Description of the population

Since 1995, all laboratories (numbering 10) in the Oxford region, serving a population of 3 million people, have collaborated in the ongoing enhanced surveillance of IPD. The enhanced surveillance has been conducted by a multicenter collaborative group composed of sentinel microbiologists in all hospitals in the Oxford region. Comparable audited methods were used on a yearly basis to ensure complete reporting, and progress was assessed by group reporting every 6 months. Data for England and Wales, which included the enhanced surveillance in the Oxford region, were collected from all other regions by voluntary reporting of invasive pneumococcal isolates to the Public Health Laboratory Service (PHLS), Communicable Diseases Surveillance Centre, supplemented by referral of isolates for serotyping to the Central Public Health Laboratory. These reports come from 200–300 PHLS, National Health Service, and private laboratories combined.

Case definitions

IPD cases are defined by the isolation of S. pneumoniae from the blood, cerebrospinal fluid (CSF), or other normally sterile sites. Only 1 isolate per disease episode has been analyzed.
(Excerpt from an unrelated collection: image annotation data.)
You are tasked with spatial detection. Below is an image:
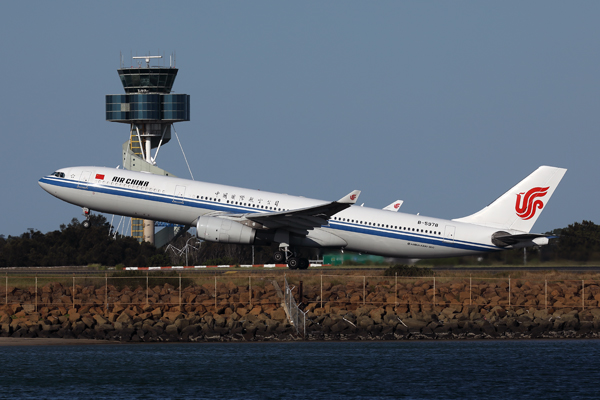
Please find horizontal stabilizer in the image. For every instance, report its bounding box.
[453,166,567,232]
[337,190,360,204]
[383,200,404,212]
[492,231,556,248]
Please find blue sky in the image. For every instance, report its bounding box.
[0,1,600,235]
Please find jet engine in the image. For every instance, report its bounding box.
[196,217,256,244]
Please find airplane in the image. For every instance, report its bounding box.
[39,166,567,269]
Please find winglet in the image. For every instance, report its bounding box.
[337,190,360,204]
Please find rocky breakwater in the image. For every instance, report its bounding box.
[0,284,297,342]
[306,279,600,340]
[0,281,600,342]
[307,306,600,340]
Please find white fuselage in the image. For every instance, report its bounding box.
[39,167,503,258]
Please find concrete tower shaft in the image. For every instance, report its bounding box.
[106,56,190,243]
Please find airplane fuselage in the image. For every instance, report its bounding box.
[39,167,510,258]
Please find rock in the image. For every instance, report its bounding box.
[94,314,108,325]
[165,324,179,336]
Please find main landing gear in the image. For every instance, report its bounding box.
[81,207,92,229]
[273,246,309,269]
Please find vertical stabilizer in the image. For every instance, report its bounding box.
[453,166,567,232]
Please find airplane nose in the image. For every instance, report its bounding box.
[38,178,52,193]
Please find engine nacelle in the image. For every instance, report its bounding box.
[196,217,256,244]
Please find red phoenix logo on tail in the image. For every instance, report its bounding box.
[515,187,550,220]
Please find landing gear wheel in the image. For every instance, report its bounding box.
[288,257,300,269]
[273,251,285,264]
[298,258,309,269]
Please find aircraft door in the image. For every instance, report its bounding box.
[173,185,185,204]
[444,225,456,243]
[77,171,92,189]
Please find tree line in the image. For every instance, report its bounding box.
[0,215,600,268]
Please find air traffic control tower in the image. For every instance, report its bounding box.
[106,56,190,243]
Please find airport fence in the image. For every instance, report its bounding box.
[0,273,600,318]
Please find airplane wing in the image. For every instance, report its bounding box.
[244,190,360,235]
[383,200,404,212]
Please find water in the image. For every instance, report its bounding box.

Bacteriology and serotyping (resistance)

S. pneumoniae was cultured and identified, and antibiotic susceptibilities were determined, by standard techniques [22]. Serotyping was performed by the Quelling reaction, using serotype-specific antiserum (Statens Seruminstitut), as described by Lund and Henrichsen [22].

Statistical analysis

The age-specific incidence was calculated by using the mid-year population by age from 1996 for England and Wales and from 1997 for Oxford [23, 24]. To calculate the annual mean incidence in the first month of life, the number of IPD cases in this age group was divided by the number of live births in that year. For the mean annual age-specific incidence by year, the number of IPD cases for all years was divided by the total population in each age band for each year and then divided by the number of years. A Poisson regression was conducted, to explore the effects of sex on the incidence of invasive disease, and a logistic regression was conducted, to determine whether the proportion of pneumococci resistant to penicillin and erythromycin changed by age and over time. Descriptive statistics were conducted for analysis of serotype distribution. Only 56% of all isolates for England and Wales were serogrouped, whereas all available isolates in Oxford were serotyped, as a part of the enhanced surveillance. All statistical analyses were conducted on Stata Release 6.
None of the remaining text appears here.